L'infografica di ZeroUno – parte 2

Commentando i dati emersi dalla survey si può affermare che le aziende italiane, seppur in ambiti e con livelli di copertura differenti, hanno compiuto scelte orientate all’open source anche in ambienti mission critical, con una netta predominanza verso soluzioni infrastrutturali tradizionali piuttosto che in ambito applicativo o lato client. Ma, per le imprese soddifatte delle scelte compiute, si stanno aprendo (e in alcuni casi si sono già aperti) fronti di sperimentazione in ambiti più innovativi (come la virtualizzazione, intesa come condizione preliminare per il passaggio al cloud, e il cloud stesso).
D’altra parte non bisogna sottovalutare le criticità emerse nelle risposte sia delle aziende “ostili” sia di quelle che non intendono ripetere l’esperienza. I problemi principali non riguardano aspetti tecnologici: anche se alcune aziende sono scettiche sulla completezza funzionale dei software open source rispetto a quelli proprietari, i veri nodi riguardano le competenze e i servizi post vendita.
Nel primo caso ci si riferisce sia alla disponibilità di competenze adeguate sul mercato sia alla mancanza di competenze interne.
La supposta non adeguatezza del supporto post vendita è invece un inibitore molto forte, determinante soprattutto per le aziende “ostili”, ossia le aziende che, pur avendole valutate, non hanno mai implementato soluzioni OS; questa criticità potrebbe essere così fortemente sentita anche a causa di una conoscenza limitata della reale offerta di servizi da parte dei vendor che supportano l’implementazione di sistemi OS).

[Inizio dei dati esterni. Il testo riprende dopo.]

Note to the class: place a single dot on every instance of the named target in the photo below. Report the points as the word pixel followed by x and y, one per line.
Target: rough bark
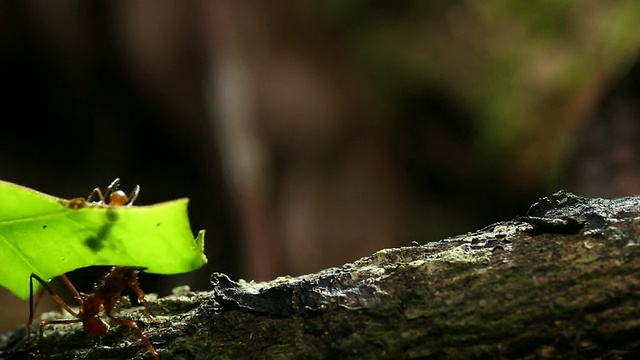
pixel 561 282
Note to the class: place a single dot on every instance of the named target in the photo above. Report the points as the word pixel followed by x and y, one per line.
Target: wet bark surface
pixel 560 282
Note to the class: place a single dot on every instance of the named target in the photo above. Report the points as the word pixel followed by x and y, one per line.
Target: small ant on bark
pixel 106 293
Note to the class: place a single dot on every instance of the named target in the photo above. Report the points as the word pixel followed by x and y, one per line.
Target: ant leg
pixel 31 309
pixel 135 286
pixel 54 296
pixel 50 322
pixel 133 195
pixel 132 325
pixel 47 288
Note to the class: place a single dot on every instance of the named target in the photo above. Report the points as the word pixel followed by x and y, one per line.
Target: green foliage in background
pixel 41 234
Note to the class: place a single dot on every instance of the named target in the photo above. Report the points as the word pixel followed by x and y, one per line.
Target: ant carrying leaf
pixel 50 236
pixel 107 292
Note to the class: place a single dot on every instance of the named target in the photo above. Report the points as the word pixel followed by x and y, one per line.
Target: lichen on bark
pixel 560 282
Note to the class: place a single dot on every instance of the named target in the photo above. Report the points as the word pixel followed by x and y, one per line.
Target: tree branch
pixel 561 282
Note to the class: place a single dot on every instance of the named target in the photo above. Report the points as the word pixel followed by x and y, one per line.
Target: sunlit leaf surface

In conclusione, dalla ricerca emerge che le aziende italiane hanno intrapreso da tempo la direzione dell’open source, privilegiando gli ambiti infrastrutturali, e che tale scelta non risulta determinata esclusivamente da esigenze di riduzione del Tco. Nonostante questo sia ancora il parametro principale sul quale vengono valutati i benefici dell’open source, indipendenza dal fornitore e potenzialità innovativa sono infatti elementi che risultano essere sempre più importanti.